Das Forum bringt Unternehmen mit Analysten, Portfoliomanagern, Family Offices, institutionellen Investoren und Privatanlegern zusammen. Das aktuelle Programm umfasst 20 Unternehmen, die Veranstaltung läuft digital über Zoom und findet auf Englisch statt. Für eine Aktie mit hoher Schwankung reicht das als Anlass, um Fragen zur Umsetzung wieder nach vorne zu schieben.
Nach der Aktienzusammenlegung im Sommer 2025 ist der Kapitalmarktauftritt zudem klarer strukturiert. Almonty verweist inzwischen auf Handelsplätze in den USA, Kanada, Australien und Frankfurt. Das erweitert die Reichweite, erhöht aber auch den Druck, Fortschritte sauber zu erklären.
Quartalszahlen setzen den Rahmen
Die jüngsten Zahlen liefern den inhaltlichen Hintergrund. Im ersten Quartal stieg der Umsatz um 221 Prozent auf 25,4 Millionen Dollar. Treiber waren ein deutlich höherer Spotpreis für Wolfram-APT und die laufende Produktion in der Panasqueira-Mine.
Auch die Cashflow-Seite sah besser aus. Der operative Cashflow lag bei 9,7 Millionen Dollar, nach einem negativen Wert von 4,4 Millionen Dollar im Vorjahreszeitraum. Das bereinigte EBITDA drehte auf 6,1 Millionen Dollar ins Plus.
Unter dem Strich blieb Almonty dennoch in der Verlustzone. Der Nettoverlust verringerte sich auf 5,3 Millionen Dollar, nach 34,6 Millionen Dollar ein Jahr zuvor. Belastet wurde das Ergebnis durch nicht zahlungswirksame Bewertungsverluste im Zusammenhang mit eingebetteten Derivaten und Warrants.

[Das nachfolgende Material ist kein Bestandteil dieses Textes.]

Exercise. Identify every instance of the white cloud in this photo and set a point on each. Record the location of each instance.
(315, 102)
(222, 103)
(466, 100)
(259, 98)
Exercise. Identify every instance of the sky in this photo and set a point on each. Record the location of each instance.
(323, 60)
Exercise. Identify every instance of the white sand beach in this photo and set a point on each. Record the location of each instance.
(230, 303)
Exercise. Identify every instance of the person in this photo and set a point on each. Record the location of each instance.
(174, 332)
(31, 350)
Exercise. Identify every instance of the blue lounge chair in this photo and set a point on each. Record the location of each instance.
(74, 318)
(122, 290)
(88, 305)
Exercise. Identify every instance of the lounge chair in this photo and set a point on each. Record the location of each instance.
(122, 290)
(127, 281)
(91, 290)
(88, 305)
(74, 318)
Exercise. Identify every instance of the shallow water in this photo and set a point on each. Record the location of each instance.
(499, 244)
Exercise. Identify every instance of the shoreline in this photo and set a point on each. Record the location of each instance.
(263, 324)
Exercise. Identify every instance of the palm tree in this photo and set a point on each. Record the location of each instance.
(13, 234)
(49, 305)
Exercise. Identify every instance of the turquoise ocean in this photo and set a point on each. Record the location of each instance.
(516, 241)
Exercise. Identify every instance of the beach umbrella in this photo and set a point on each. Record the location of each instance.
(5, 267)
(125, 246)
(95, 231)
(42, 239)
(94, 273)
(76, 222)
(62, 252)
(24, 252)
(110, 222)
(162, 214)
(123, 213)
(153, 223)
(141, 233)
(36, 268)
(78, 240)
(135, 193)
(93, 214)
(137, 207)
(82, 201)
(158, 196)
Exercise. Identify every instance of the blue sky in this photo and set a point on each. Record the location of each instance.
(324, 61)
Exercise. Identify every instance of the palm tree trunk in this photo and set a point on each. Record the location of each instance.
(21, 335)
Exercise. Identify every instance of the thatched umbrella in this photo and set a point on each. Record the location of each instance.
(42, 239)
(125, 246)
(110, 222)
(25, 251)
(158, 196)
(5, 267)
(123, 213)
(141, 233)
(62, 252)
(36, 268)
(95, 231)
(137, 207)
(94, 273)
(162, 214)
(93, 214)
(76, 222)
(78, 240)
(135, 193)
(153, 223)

Die Bilanz gibt dem Unternehmen Spielraum. Zum Quartalsende lagen die Barmittel bei 259,9 Millionen Dollar, das Working Capital betrug 169,5 Millionen Dollar. Für ein Minenunternehmen in der Hochlaufphase ist diese Liquidität ein zentraler Puffer.
Sangdong bleibt der Prüfstein
Operativ dreht sich vieles um Sangdong in Südkorea. Almonty hatte im März die formelle Inbetriebnahmezeremonie für die Wolframmine in der Provinz Gangwon abgehalten. Damit ging das Projekt von der Entwicklungsphase in Richtung kommerzieller Betrieb.
Das macht den heutigen Auftritt relevanter als einen normalen Konferenztermin. Der Markt will wissen, wie belastbar der Hochlauf ist, welchen Beitrag Panasqueira weiter liefert und wie stark die höheren Wolframpreise tatsächlich in freie Mittelzuflüsse übersetzt werden.
Der Kern ist klar: Almonty hat im Quartal operative Fortschritte gezeigt, aber noch keinen Gewinn ausgewiesen. Wenn CEO Lewis Black heute konkrete Aussagen zu Sangdong, Cashflow-Umsetzung und Preisumfeld liefert, dürfte genau dort die Kursreaktion ansetzen.